Üç maymun simgesini hepimiz biliyoruz. Kimi yerde bir heykel, bir fotoğraf, bir obje ya da bir biblo olarak karşımıza çıkar. Bu maymunlardan biri elleriyle gözlerini, ikincisi kulaklarını, üçüncüsü de ağzını kapatmıştır. Birçok gelenekte yer alan bu simge, her birimizde farklı düşünceler çağrıştırmasına karşın, genel bir görüş “görmedim, duymadım, söylemedim” sözlerinin somut bir şekilde ortaya konmuş olmasıdır. Hani bir de üç maymunu oynamak deyişi vardır ya... Görmemize, duymamıza, bilmemize karşın, bir sorumluluk ya da bir risk almaktan kaçınarak kendimizi o konudan uzak tutmaya çalıştığımızı belirtir.

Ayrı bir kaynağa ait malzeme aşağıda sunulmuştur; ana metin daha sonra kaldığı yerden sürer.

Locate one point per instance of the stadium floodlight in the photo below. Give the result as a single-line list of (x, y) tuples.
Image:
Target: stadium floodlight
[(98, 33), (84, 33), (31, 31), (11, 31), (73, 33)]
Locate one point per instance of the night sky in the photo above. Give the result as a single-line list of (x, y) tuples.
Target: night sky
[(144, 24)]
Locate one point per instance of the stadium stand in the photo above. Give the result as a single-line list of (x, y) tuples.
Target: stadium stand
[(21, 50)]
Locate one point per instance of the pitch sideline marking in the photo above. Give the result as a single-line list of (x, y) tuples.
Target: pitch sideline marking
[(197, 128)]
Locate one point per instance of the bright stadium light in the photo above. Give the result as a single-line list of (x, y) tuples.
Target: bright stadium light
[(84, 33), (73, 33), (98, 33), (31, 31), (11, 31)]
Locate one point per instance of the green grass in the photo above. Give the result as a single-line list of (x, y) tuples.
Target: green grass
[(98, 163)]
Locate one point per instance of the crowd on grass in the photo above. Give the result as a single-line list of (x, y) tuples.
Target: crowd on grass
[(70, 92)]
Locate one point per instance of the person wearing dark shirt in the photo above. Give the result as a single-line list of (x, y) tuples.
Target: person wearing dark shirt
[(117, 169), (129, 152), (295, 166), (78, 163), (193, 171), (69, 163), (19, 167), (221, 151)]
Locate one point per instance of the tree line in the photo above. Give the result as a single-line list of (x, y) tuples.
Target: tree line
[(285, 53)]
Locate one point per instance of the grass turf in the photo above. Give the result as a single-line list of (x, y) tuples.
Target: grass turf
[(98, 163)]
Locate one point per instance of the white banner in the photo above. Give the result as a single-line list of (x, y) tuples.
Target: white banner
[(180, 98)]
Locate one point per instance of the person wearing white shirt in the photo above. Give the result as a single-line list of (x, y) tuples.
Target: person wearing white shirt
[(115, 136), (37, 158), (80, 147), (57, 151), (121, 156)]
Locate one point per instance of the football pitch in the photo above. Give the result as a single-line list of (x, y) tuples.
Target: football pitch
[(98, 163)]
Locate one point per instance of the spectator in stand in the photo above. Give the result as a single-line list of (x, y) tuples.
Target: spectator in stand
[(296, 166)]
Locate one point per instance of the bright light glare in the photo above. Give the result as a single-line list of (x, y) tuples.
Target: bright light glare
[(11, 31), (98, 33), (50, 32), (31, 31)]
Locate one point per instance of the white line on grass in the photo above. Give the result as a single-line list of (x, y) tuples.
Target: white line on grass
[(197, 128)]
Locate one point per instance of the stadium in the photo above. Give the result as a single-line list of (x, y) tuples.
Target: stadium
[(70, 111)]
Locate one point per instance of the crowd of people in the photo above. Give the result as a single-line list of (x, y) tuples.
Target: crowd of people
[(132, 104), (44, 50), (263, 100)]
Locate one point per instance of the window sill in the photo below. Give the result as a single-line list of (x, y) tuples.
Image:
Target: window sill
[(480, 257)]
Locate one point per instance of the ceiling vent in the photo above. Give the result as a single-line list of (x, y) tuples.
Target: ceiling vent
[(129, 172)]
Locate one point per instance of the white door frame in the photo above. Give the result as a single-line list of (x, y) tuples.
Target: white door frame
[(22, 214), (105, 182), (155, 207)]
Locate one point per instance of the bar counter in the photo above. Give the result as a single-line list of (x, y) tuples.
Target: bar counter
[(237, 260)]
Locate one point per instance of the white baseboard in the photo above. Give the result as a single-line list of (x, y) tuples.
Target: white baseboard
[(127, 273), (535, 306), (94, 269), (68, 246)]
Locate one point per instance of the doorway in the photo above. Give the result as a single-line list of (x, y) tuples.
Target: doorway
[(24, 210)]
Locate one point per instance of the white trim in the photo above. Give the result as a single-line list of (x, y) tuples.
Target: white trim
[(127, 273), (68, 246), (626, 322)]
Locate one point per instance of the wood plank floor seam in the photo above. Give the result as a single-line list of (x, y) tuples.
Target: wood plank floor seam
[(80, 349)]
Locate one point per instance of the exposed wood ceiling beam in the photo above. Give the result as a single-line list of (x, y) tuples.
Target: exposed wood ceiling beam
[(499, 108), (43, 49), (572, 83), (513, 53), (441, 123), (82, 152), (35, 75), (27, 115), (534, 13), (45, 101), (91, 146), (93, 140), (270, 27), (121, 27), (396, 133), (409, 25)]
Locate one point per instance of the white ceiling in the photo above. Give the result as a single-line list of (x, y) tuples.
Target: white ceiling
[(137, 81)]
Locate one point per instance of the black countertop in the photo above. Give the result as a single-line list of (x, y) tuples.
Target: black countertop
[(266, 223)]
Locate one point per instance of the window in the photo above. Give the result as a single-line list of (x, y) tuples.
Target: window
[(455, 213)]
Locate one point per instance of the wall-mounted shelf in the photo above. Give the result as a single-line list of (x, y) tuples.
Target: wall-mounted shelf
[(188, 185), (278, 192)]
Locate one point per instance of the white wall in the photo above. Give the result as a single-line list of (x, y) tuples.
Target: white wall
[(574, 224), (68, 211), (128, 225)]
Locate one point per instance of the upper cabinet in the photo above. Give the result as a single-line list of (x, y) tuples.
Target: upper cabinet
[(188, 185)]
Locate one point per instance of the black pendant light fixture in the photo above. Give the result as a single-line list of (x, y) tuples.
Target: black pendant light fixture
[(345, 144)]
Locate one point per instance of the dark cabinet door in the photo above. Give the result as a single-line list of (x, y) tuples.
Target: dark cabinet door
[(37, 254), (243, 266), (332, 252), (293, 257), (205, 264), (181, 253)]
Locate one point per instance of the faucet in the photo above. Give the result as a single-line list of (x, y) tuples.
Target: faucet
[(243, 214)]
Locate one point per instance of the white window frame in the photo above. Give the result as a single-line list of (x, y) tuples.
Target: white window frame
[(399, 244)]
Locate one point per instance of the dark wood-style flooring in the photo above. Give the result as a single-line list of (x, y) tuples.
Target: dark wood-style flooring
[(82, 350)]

Üç maymun felsefesinin uzak Asya kaynaklı olduğunu biliyoruz. Bunu Japonya’da Budist rahipler uygularmış. Bu felsefenin figürü olan, birinin gözünü, diğerinin kulağını, ötekinin da ağzını kapattığı üç maymun heykelinin iletisini şöyle açıklıyorlar:
- Harama, kötüye bakma,
- Kötüyü dinleme,
- Pişman olacağın kötü sözler söyleme.
Görüldüğü gibi bu simgeye farklı yorumlar katarak kendimize göre anlamlarını zenginleştirebiliriz.
Bu simgeye kaynaklık ettiği sanılan eski bir Japon söylencesini de anlatalım:
Çok eski zamanlarda bir dağın yamacında iyi ve akıllı bir maymun kral, diğer yamacında da şeytan yaşarmış. Kralın yaşlı olmalarına karşın çok da akıllı üç danışman maymunu varmış. Topluluğun inançlarına göre öbür yamaçta yaşayan şeytanı gören ve sesini duyanlar sonsuza kadar lanetlenip taş kesilir, maymun krallığı da felakete uğrarmış.
Bu üç danışman maymun bir gün kralları için tepede az bulunan çiçekler ararlarken çalıların arasında bir hışırtı duymuşlar. Merakla çalıları aralayıp baktıklarında şeytanla yüz yüze gelmişler. Şeytan çirkin sesiyle çığlıklar atmaya başlamış. Maymunlardan birincisi onu görmemek için elleriyle gözlerini kapamış, ama şeytanın sesini duymuş. İkincisi kulaklarını kapamış ama o da istemeden şeytanı görmüş. Üçüncüsü ise bir anda donmuş gibi hiçbir şey yapamamış, bu yüzden şeytanı hem görmüş hem de sesini işitmiş. Bu ölümcül sırdan da kimseye bahsetmemek için iki eliyle hemen ağzını kapatmış.
Taş kesileceklerinin beklentisi içinde bir söğüt ağacının altına gizlenmişler. Orada saatlerce korkudan titreyerek, hareketsiz kalmışlar. Gece yarısı olmuş. Krallarını ve halkını tehlikeye atma kaygısıyla, bu sırrı kimseye söylemeyeceklerine dair birbirlerine söz vermişler. O günden sonra insanlar ne zaman gözlerini, kulaklarını ve ağzını kapatmış üç maymun görseler, onların şeytanı görmüş ve duymuş olduklarını, ama toplumun çıkarları uğruna bunu bir sır olarak sakladıklarını anlamışlar.
Toplumun içinden birkaç kişi, bireysel ya da ortak çıkarlar için üç maymunu oynayabilir; ama bizi en çok düşündürmesi gereken şu olmalı:
Toplumun büyük bir çoğunluğu korkunun, sindirilmişliğin, baskının etkisiyle gözlerini, kulaklarını, ağızlarını yummak zorunda kalıyorsa, sanırım bu simgeye yeni anlamlar yüklemek gerekiyor.